Showing posts with label deja vu. Show all posts
Showing posts with label deja vu. Show all posts

Friday, 20 November 2009

Jinonice

The name of the station reminds me of jitrnice, which I'm quite partial, providing it's prepared well and there's more offal than bread. This is not the only station which reminds me of food. The marbled columns of Můstek reminds me of the marbled appearance of tlačenka. As I once said, food always finds its way into the blog, though I'm not hungry now.

The area around Jinonice is covered in leafless trees, low bushes with gaudy berries and billboard towers. It's urban but totally removed from Prague. I feel as though I've strayed into some dead end around some tightly curled bend. Not that this is at the end of train line. It just doesn't feel part of the city. Háje or Černý most seem to be more apart of Prague though they lie on the outskirts.

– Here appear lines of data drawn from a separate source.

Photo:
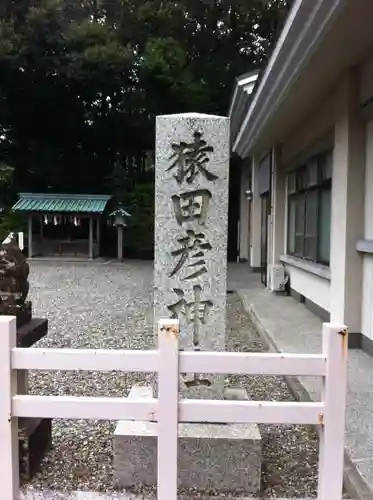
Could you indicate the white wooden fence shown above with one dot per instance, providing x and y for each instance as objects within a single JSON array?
[{"x": 168, "y": 410}]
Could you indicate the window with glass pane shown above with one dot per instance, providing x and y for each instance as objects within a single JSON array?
[
  {"x": 325, "y": 225},
  {"x": 310, "y": 236},
  {"x": 309, "y": 209},
  {"x": 291, "y": 224}
]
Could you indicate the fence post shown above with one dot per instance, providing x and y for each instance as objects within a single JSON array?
[
  {"x": 9, "y": 477},
  {"x": 331, "y": 445},
  {"x": 167, "y": 408}
]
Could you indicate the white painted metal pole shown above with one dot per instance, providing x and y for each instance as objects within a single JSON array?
[
  {"x": 9, "y": 477},
  {"x": 120, "y": 242},
  {"x": 30, "y": 236},
  {"x": 168, "y": 403},
  {"x": 98, "y": 235},
  {"x": 332, "y": 421}
]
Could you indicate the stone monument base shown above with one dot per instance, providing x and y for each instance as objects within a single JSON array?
[{"x": 211, "y": 457}]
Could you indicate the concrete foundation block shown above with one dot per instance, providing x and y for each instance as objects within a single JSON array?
[{"x": 212, "y": 457}]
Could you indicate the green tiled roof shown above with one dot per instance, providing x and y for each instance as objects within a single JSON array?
[{"x": 61, "y": 203}]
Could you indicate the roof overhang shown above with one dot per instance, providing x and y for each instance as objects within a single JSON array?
[
  {"x": 45, "y": 203},
  {"x": 320, "y": 40}
]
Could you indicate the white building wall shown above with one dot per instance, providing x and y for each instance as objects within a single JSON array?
[
  {"x": 244, "y": 236},
  {"x": 255, "y": 217},
  {"x": 366, "y": 105},
  {"x": 347, "y": 226}
]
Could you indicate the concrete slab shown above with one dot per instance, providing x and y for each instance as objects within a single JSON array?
[
  {"x": 289, "y": 326},
  {"x": 92, "y": 495},
  {"x": 211, "y": 457}
]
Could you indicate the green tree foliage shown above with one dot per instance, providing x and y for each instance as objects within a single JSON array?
[{"x": 82, "y": 81}]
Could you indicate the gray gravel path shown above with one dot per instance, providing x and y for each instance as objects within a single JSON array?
[{"x": 110, "y": 306}]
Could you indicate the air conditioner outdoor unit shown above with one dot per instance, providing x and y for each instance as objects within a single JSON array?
[{"x": 277, "y": 278}]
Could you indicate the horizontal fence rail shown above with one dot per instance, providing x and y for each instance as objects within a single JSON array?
[
  {"x": 189, "y": 362},
  {"x": 168, "y": 410},
  {"x": 212, "y": 411}
]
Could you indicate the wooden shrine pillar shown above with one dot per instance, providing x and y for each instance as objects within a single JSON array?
[
  {"x": 90, "y": 243},
  {"x": 98, "y": 235}
]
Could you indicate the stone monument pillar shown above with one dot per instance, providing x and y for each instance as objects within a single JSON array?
[
  {"x": 35, "y": 434},
  {"x": 190, "y": 272},
  {"x": 191, "y": 226}
]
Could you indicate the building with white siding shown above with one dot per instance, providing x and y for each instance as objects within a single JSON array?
[{"x": 305, "y": 140}]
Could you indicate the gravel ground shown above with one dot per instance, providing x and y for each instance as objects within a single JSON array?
[{"x": 110, "y": 306}]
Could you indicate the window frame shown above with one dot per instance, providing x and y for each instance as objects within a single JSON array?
[{"x": 298, "y": 180}]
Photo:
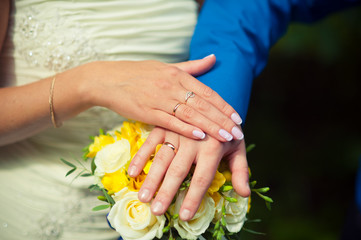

Perhaps it's all the traffic which seems unnatural to me. Maybe, it's the building material merchants. One of them is a betonárna. "Beton" is the Czech for concrete and "árna" is added when place is associated with the product. So, a betonárna is a concrete plant, just as a cukrárna is a sweetshop (cukr is the Czech for sugar) and čekárna a waiting room (čekat is the Czech for wait).

As I approach the betonárna I catch a leaf. I suppose anyone my age from the Northern Hemisphere would find this embarrassing yet autumn and its colours remain an annual delight. Catching falling leaves is something I've only recently mastered.

Richard Lopez said in his blog I write like a tourist. At first I was a little dismayed at the comparison. I always hoped a tourist was what I wasn't. I've learnt the language, the culture, the history, keep abreast of current events here. But I suppose in some ways, these small ways, he's right. I am a tourist in that I'll never fully be of this place while this place continues to delight, amuse, confound and frustrate.

At the moment though, there is a feeling of deja vu. I'm sure I've never been here, so it can't be presque vu. Funnily, proof is all that distinguishes a sense of being somewhere you haven't visited from not quite remembering some place you have, except the only proof I have is memory. I guess I can ask G. when I get home.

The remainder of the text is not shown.